By Johan Steyn, 16 August 2023


Throughout history, humans have showcased an innate talent for developing tools — a characteristic that has propelled our species to overcome challenges and reshape our world. Our capacity for innovation, creation and refinement is a fundamental aspect of our identity. However, nowhere is this trait more conspicuous and complex than in the arena of warfare, particularly when considering an era when the emergence of artificial intelligence (AI) is revolutionising many aspects of our lives.


The story of humans as toolmakers takes on a new dimension in the context of AI. From basic flint tools used by our ancestors to the intricate machinery driven by code and algorithms of the present, our journey is intertwined with technology. This evolution has enabled us to advance weaponry from swords and bows to cannons and firearms. Yet, the 20th century demonstrated the darker potential of our creations with the advent of mechanised warfare during world wars.


Perhaps the one book that changed my thinking about the world the most was Jonathan Glover’s 2001 Humanity: A Moral History of the Twentieth Century. The author provides a thought-provoking exploration of the ethical challenges and moral dilemmas that shaped the previous century. The book delves into the various atrocities, conflicts, and technological advancements of the century while examining the underlying moral motivations, decisions, and behaviours that influenced these events.


Glover writes about Harry S Truman’s final decision to drop nuclear bombs on the Japanese cities of Hiroshima and Nagasaki. Though the morality of these weapons has been debated for some time, it came down to a rather casual conversation over tea. The author explores the ethicality of such weapons.
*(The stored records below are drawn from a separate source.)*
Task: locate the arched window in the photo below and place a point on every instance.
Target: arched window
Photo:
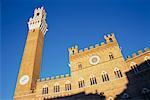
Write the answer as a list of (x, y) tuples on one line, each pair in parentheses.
[(146, 93), (118, 73), (110, 39), (81, 83), (134, 67), (125, 96), (45, 89), (147, 59), (111, 56), (79, 66), (105, 76), (68, 85), (93, 80), (56, 87)]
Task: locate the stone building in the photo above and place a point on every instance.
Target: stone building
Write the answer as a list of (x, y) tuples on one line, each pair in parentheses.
[(97, 72)]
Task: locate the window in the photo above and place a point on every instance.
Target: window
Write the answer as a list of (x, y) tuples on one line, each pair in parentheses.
[(146, 93), (73, 52), (56, 88), (110, 39), (38, 14), (93, 80), (105, 76), (68, 86), (134, 67), (45, 90), (118, 73), (111, 56), (81, 83), (147, 60), (125, 96)]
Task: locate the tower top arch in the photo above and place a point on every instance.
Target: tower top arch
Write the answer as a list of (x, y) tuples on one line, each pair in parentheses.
[(38, 20)]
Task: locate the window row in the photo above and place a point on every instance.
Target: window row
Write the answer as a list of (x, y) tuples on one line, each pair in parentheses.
[(81, 82)]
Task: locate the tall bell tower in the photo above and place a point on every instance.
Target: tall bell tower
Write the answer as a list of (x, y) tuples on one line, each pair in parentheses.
[(30, 65)]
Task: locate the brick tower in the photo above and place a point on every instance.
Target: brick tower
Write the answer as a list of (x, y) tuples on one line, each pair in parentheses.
[(30, 66)]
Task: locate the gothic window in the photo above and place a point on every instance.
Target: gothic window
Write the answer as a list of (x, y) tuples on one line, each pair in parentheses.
[(68, 86), (111, 56), (56, 88), (146, 93), (105, 76), (79, 66), (125, 96), (73, 52), (134, 67), (147, 60), (110, 39), (118, 73), (81, 83), (45, 90), (93, 80), (38, 14)]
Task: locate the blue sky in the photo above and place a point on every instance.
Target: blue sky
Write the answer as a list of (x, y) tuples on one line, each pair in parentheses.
[(70, 22)]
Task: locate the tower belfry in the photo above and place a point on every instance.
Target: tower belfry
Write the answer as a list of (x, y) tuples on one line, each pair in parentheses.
[(31, 61)]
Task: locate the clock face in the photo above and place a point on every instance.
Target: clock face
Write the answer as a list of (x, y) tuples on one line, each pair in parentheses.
[(94, 60), (24, 79)]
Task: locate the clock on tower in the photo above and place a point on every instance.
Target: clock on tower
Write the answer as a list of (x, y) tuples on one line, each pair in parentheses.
[(31, 60)]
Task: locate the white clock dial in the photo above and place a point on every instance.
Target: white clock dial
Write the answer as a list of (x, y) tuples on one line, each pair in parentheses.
[(94, 60), (24, 79)]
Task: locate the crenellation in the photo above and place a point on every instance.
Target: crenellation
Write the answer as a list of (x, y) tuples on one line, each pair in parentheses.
[(96, 45), (43, 79), (67, 75), (57, 77), (52, 78), (146, 49), (62, 76), (47, 78), (140, 52), (38, 80), (80, 51)]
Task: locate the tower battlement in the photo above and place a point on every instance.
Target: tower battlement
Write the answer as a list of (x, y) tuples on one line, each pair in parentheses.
[(38, 20), (53, 78), (136, 54)]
Whereas in past centuries a soldier had to look his enemy in the eyes before killing him, nowadays one person makes a decision thousands of kilometres away from where the devastation would occur.


In the age of autonomous weaponry, the decision to kill is no longer in the hands of a human. AI-driven tools such as autonomous drones and cyberweapons are altering the landscape of conflict, posing novel ethical questions about the roles of humans and machines in decision-making on the battlefield.


A must-watch exploration on the topic is Netflix’s Unknown: Killer Robots. The race for military supremacy through AI-driven innovations has taken centre stage. Industry players are ushering in an era in which autonomous drones and other AI-powered tools could potentially replace soldiers in hazardous scenarios, navigate treacherous terrains and even eliminate threats with precision.


AI-led warfare is not a futuristic reality — it is already taking place. The Washington Post reported in an article, “Russia and Ukraine are fighting the first full-scale drone war”, that the war that started with tanks and trenches has taken on a digital-age dimension, featuring reconnaissance and attack drones that have become pivotal in the continuing struggle.


In a recent interview, author and historian Yuval Noah Harari explained that where in the past our tools gave us power, we are now in an era where AI-driven tools take power away from us. Our tools can now make autonomous decisions and even create new ideas.


Humans are tool makers. But now our tools are able to make other tools. And sadly these tools will be killing machines. Will our evolution from flint to code be the start of a watershed moment in our history where our tools turn on us?